The "Mother," as we learn from the elaborate and learned "Introduction" of Principal Lee, was Elizabeth Brooke, the granddaughter of Bishop Chaderton, whose only daughter had married Sir Richard Brooke of Norton. The exemplary old bishop survived his own daughter several years, and
"Bestowed the utmost pains to train up his only grandchild in the most solid and serious, as well as the most elegant, branches of learning in which, during the greater part of the sixteenth century, no inconsiderable proportion of ladies of rank in England attained high proficiency. Dr Goad's enumeration of the female accomplishments in which she was nurtured includes languages and other liberal arts; but, above all, that pious discipline of the mind, which is both the beginning and the consummation of the wisdom which is from above."[N]
The Dr Goad here mentioned was Dr Thomas Goad, of whom Fuller, in his Worthies of England, makes mention as "a great and general scholar, exact critic, historian, schoolman, divine." He was chaplain to the Archbishop of Canterbury, and in that capacity possessed the power of licensing books. He knew both Bishop Chaderton and his granddaughter; and we shall now let him speak for himself in the matter; for he it was whose official imprimatur is impressed on this little book, which he introduces to the reader in the following quaint but beautiful "Approbation:"—
"Ovr lawes disable those that are vnder Couertbaron, from disposing by Will and Testament any temporall estate. But no law prohibiteth any possessor of morall and spirituall riches, to impart them vnto others, either in life by communicating, or in death by bequeathing.

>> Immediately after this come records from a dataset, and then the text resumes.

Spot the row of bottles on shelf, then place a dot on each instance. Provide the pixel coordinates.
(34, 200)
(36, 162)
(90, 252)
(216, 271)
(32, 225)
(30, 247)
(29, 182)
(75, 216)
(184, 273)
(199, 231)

The reason is, for that corruptible riches, euen to those who haue capacity of alienating them, bring onely a ciuil propriety, but no morall and vertuous influence for the wel dispensing, or bestowing them: whereas vertue and grace haue power beyond al empeachment of sex or other debility, to enable and instruct the possessor to employ the same vnquestionably for the inward inriching of others.
"This truly rich bequeather, taking that care for the prouiding an euerlasting portion for her hoped issue, which too many parents bend wholly vpon earthly inheritance, by her death already hath giuen vnto her Testament that life and strength, whereof the Scripture speaketh, A Testament is of force after death—[Heb. ix. 17]—Now remained the other validitie & priuilege of a Testament, that it bee enacted in perpetual and inuiolable Record. Which in this was necessary not so much for the security of the chiefe and immediate Legatary, as for the benefit of all those, who, by the common kindred of Christianity, may claime their portion in this Legacy, left in pios vsus; whereout, whosoeuer taketh, yet leaueth no whit the lesse for others in remainder.
"Wherefore vpon the very first view, I willingly not onely subscribed my Approbat for the registring this Will, among the most publique Monuments, (the rather worthy, because proceeding from the weaker sex) but also, as bound to do right vnto knowne vertue, vndertooke the care of the publication thereof, my selfe hauing heretofore been no stranger to the Testators education and eminent vertues. Whereof, I here beheld reflection cleere enough, though perhaps not so particularly euident to those that take knowledge of them onely by this Abstract.
"In her zealous affection to the holy Ministry, thereto dedicating, (if by sex capable) her yet scarce budding first fruits, I saw the lineaments of her owne parentage: Shee being the onely offspring deriued from a reuerend Grandfather, Doctor Chaderton, sometime Master of Queens Colledge in Cambridge, and publique Professor of Diuinity in that Vniuersitie, afterward Lord Bishop, first of Chester, and thence of Lincolne: by and vnder whom shee was from her tender yeeres carefully nurtured, as in those accomplishments of knowledge in Languages, History, and some Arts, so principally in studies of piety. And thus hauing from a childe knowne the holy Scriptures, which made her wise vnto saluation through faith in Christ, how well shee continued in those things, which shee had learned,—[2 Tim. iii. 15, 16]—appeareth, as otherwise to those that knew her, so here to all by the frequent and pertinent application of them in these instructions.
"In her prosecution of the duty of obedience vnto Parents, I view the deepe impression, long since, when shee was not aboue six yeeres old, made in her minde by the last words of her owne Mother, charging her vpon her blessing to shew all obedience and reuerence to her Father (Sir Richard Brooke) and to her reuerend Grandfather.
"In the whole course of her pen, I obserue her piety and humility: these her lines scarce shewing one sparke of the elementary fire of her secular learning: this her candle being rather lighted from the lampe of the Sanctuary.
"In her commission of the office of an Ouerseer to her husband, what eies cannot behold the flames of her true and vnspoted loue toward her dearest, who enioyed her about the space of six yeeres and a halfe, being all that while both an impartiall witnesse of her vertues, and an happy partner of those blessings both transitory and spirituall, wherewith shee was endowed.